Requesting removal in most cases only confirms your address is legit. Most spammers don't care.

Me, I just want the ability to send a pulse back that causes the originating server to explode.


----------



## Sukerkin (Jan 31, 2013)

:chuckles at Bob's last:  I have pity for the person if it's a 'zombie' :lol:.

Aye, tho' I do have to say that this is not really a topic for the Study (the OP and it's title being a bit on the rude side), spam is a problem.  But it does not take long to train a filter to shut it out.  I find Google mails spam filtering is top notch and I am surprised to hear that there are still providers who are not doing a good job in this regard.


----------



## harlan (Jan 31, 2013)

Dang, Dan. You must rate around here...the one time I used the 'D' word, it was edited by the mod and I got spanked for it.


----------



## Sukerkin (Jan 31, 2013)

Fear not, Harlan, the wheels might turn slowly sometimes but they do turn.


----------



## granfire (Jan 31, 2013)

harlan said:


> Dang, Dan. You must rate around here...the one time I used the 'D' word, it was edited by the mod and I got spanked for it.



The spammer's name is Richard! :wink:


----------



## Tez3 (Jan 31, 2013)

Someone is giving out spankings and no one came to tell me..........................?

You do know the word 'spanking' has naughty connotations in the UK?


----------



## Sukerkin (Jan 31, 2013)

:lol:  Indeed.  Tho' I have yet to be called upon to administer such ... I can only suppose the girls I know are insufficiently naughty :angel:


----------



## Xue Sheng (Jan 31, 2013)

Tez3 said:


> You do know the word 'spanking' has naughty connotations in the UK?

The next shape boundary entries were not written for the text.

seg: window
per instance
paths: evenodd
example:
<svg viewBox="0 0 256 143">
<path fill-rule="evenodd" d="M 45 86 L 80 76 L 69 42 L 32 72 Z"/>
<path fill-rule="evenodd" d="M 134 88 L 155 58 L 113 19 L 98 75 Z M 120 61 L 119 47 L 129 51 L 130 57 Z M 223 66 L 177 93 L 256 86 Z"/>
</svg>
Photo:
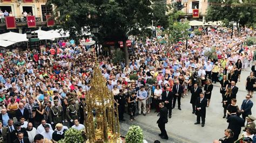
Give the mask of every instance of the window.
<svg viewBox="0 0 256 143">
<path fill-rule="evenodd" d="M 41 11 L 42 14 L 43 22 L 46 21 L 46 15 L 49 15 L 50 13 L 52 14 L 52 8 L 51 6 L 46 5 L 41 5 Z"/>
<path fill-rule="evenodd" d="M 192 9 L 198 9 L 199 8 L 199 1 L 192 2 Z"/>
</svg>

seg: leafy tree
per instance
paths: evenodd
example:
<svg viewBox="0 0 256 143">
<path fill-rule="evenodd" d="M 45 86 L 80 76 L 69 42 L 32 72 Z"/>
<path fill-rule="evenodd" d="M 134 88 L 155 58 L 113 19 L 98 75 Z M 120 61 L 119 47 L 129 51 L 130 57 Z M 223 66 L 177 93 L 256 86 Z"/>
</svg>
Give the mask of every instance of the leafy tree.
<svg viewBox="0 0 256 143">
<path fill-rule="evenodd" d="M 179 22 L 178 21 L 180 16 L 184 15 L 184 13 L 177 9 L 177 4 L 169 5 L 171 12 L 169 13 L 169 28 L 165 33 L 169 35 L 169 44 L 170 42 L 175 43 L 179 41 L 184 41 L 188 38 L 190 33 L 188 29 L 190 28 L 187 22 Z"/>
<path fill-rule="evenodd" d="M 245 0 L 242 3 L 239 0 L 210 0 L 209 2 L 215 4 L 210 5 L 207 9 L 205 18 L 207 22 L 221 20 L 227 24 L 234 21 L 242 26 L 251 26 L 256 23 L 256 6 L 250 5 L 255 3 L 255 0 Z"/>
</svg>

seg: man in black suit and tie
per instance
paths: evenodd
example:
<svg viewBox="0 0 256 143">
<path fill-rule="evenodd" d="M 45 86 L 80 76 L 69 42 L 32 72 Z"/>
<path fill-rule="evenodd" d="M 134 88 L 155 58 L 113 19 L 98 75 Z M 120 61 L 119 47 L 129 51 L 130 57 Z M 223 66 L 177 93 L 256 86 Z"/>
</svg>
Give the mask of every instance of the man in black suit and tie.
<svg viewBox="0 0 256 143">
<path fill-rule="evenodd" d="M 169 110 L 169 118 L 172 118 L 172 105 L 173 98 L 173 93 L 170 91 L 170 87 L 166 87 L 166 90 L 162 93 L 162 101 L 164 103 L 164 106 Z"/>
<path fill-rule="evenodd" d="M 253 106 L 253 103 L 251 101 L 251 95 L 247 94 L 246 99 L 242 101 L 241 105 L 241 111 L 242 112 L 242 117 L 245 121 L 245 118 L 249 115 L 252 115 L 252 108 Z"/>
<path fill-rule="evenodd" d="M 22 132 L 18 132 L 17 137 L 18 138 L 14 140 L 14 143 L 29 143 L 29 138 L 26 137 L 23 137 Z"/>
<path fill-rule="evenodd" d="M 190 98 L 190 103 L 192 104 L 192 113 L 196 112 L 196 102 L 197 101 L 197 98 L 199 97 L 200 94 L 203 92 L 203 90 L 200 88 L 199 88 L 197 85 L 197 83 L 195 83 L 194 84 L 194 88 L 191 88 L 191 98 Z"/>
<path fill-rule="evenodd" d="M 232 93 L 231 94 L 231 98 L 237 98 L 237 94 L 238 91 L 238 88 L 235 86 L 235 82 L 234 81 L 231 81 L 231 85 L 230 88 L 232 90 Z"/>
<path fill-rule="evenodd" d="M 19 109 L 16 111 L 15 114 L 18 121 L 19 121 L 21 117 L 24 117 L 25 120 L 29 119 L 29 110 L 24 108 L 24 104 L 22 103 L 19 104 Z"/>
<path fill-rule="evenodd" d="M 173 103 L 172 109 L 175 108 L 176 100 L 178 98 L 178 108 L 179 110 L 181 110 L 180 108 L 180 98 L 181 98 L 181 94 L 183 92 L 183 88 L 182 85 L 179 84 L 179 81 L 175 82 L 175 84 L 172 88 L 172 92 L 173 92 Z"/>
<path fill-rule="evenodd" d="M 202 127 L 205 126 L 205 115 L 206 114 L 206 106 L 207 99 L 204 98 L 204 93 L 200 94 L 200 97 L 198 97 L 196 102 L 196 115 L 197 115 L 197 122 L 195 125 L 200 124 L 200 118 L 202 119 Z"/>
<path fill-rule="evenodd" d="M 157 123 L 158 124 L 158 127 L 161 131 L 161 133 L 158 135 L 163 139 L 168 139 L 168 135 L 167 135 L 166 130 L 165 130 L 165 124 L 168 122 L 168 110 L 166 107 L 164 106 L 165 104 L 163 102 L 159 103 L 160 113 L 158 116 L 160 115 L 159 119 L 157 120 Z"/>
</svg>

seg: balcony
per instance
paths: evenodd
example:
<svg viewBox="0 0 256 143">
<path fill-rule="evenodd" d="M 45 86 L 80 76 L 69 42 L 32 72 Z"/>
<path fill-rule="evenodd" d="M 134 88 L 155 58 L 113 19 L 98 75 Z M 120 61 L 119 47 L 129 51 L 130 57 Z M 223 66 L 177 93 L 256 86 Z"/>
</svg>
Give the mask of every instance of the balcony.
<svg viewBox="0 0 256 143">
<path fill-rule="evenodd" d="M 46 24 L 46 20 L 43 20 L 42 16 L 36 16 L 36 23 L 37 26 L 42 26 Z M 17 27 L 27 26 L 26 18 L 23 16 L 15 16 L 15 21 Z M 0 27 L 5 26 L 4 17 L 0 18 Z"/>
</svg>

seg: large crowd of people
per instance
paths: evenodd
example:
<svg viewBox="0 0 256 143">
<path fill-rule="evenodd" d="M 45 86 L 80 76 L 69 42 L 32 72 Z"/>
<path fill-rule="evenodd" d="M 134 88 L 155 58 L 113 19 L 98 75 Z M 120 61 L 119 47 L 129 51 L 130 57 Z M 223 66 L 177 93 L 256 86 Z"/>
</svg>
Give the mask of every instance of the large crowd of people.
<svg viewBox="0 0 256 143">
<path fill-rule="evenodd" d="M 168 116 L 158 123 L 159 135 L 168 139 L 164 128 L 167 117 L 171 118 L 176 101 L 181 110 L 181 99 L 191 95 L 191 112 L 197 116 L 195 124 L 204 127 L 206 108 L 211 106 L 212 91 L 216 88 L 213 84 L 219 82 L 223 118 L 229 126 L 223 141 L 218 141 L 238 139 L 246 120 L 242 135 L 252 140 L 255 118 L 251 115 L 250 98 L 255 88 L 254 48 L 247 46 L 245 41 L 247 35 L 255 33 L 245 28 L 240 37 L 231 39 L 230 33 L 221 27 L 206 27 L 201 32 L 188 40 L 187 47 L 185 42 L 170 47 L 161 44 L 158 41 L 165 37 L 160 34 L 145 41 L 131 37 L 126 66 L 122 61 L 113 64 L 111 56 L 99 54 L 96 59 L 93 47 L 87 48 L 68 40 L 46 45 L 41 51 L 1 53 L 1 139 L 4 142 L 50 142 L 63 139 L 69 127 L 84 128 L 85 97 L 97 59 L 106 87 L 114 95 L 120 121 L 125 120 L 125 112 L 134 121 L 137 110 L 139 116 L 146 116 L 152 109 L 160 113 L 164 110 Z M 248 94 L 238 107 L 235 84 L 247 67 L 252 68 L 245 84 Z"/>
</svg>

It has more than one meaning here....with naughty connotations


----------



## punisher73 (Jan 31, 2013)

I can't remember the name of the free program, but it actually will show you how many websites are tracking you while you surf the internet.  Most spam and advertisements are based on your browsing history and preferences.  In this case, it doesn't necessarily mean porn, but you could have been surfing alot of health articles or sites that indicate a middle aged man.


----------



## Xue Sheng (Jan 31, 2013)

granfire said:


> The spammer's name is Richard! :wink:




Or it could be Broke meaning poor so it is Poor Richard....:hmm: but why would anyone be spamming you about poor Richards almanac by Ben Franklin.... are you sure your getting spammed


----------



## Bob Hubbard (Jan 31, 2013)

If I got spam based on the sites I visit...well, it'd be interesting to say the least.
I'm registered on about 20 model photography sites, 100 or so forums and communities, and have memberships on 3 'adult' sites as well. Last time I checked I was getting a lot of spam incoming, but the filters kill it before it hits my inbox.  Gmail also has decent filters, an irony given that most of the spammers we block here are using gmail addys. lol.


----------



## Big Don (Jan 31, 2013)

Xue Sheng said:


> Or it could be Broke meaning poor so it is Poor Richard....:hmm: but why would anyone be spamming you about poor Richards almanac by Ben Franklin.... are you sure your getting spammed



That's it! It's not spam, it's educational!


----------



## arnisador (Jan 31, 2013)

Spammers suck.


----------



## Cyriacus (Feb 1, 2013)

punisher73 said:


> I can't remember the name of the free program, but it actually will show you how many websites are tracking you while you surf the internet.



Ghostery?


----------



## Xue Sheng (Feb 1, 2013)

Big Don said:


> That's it! It's not spam, it's educational!



 EXACTLY!!!! :supcool:


----------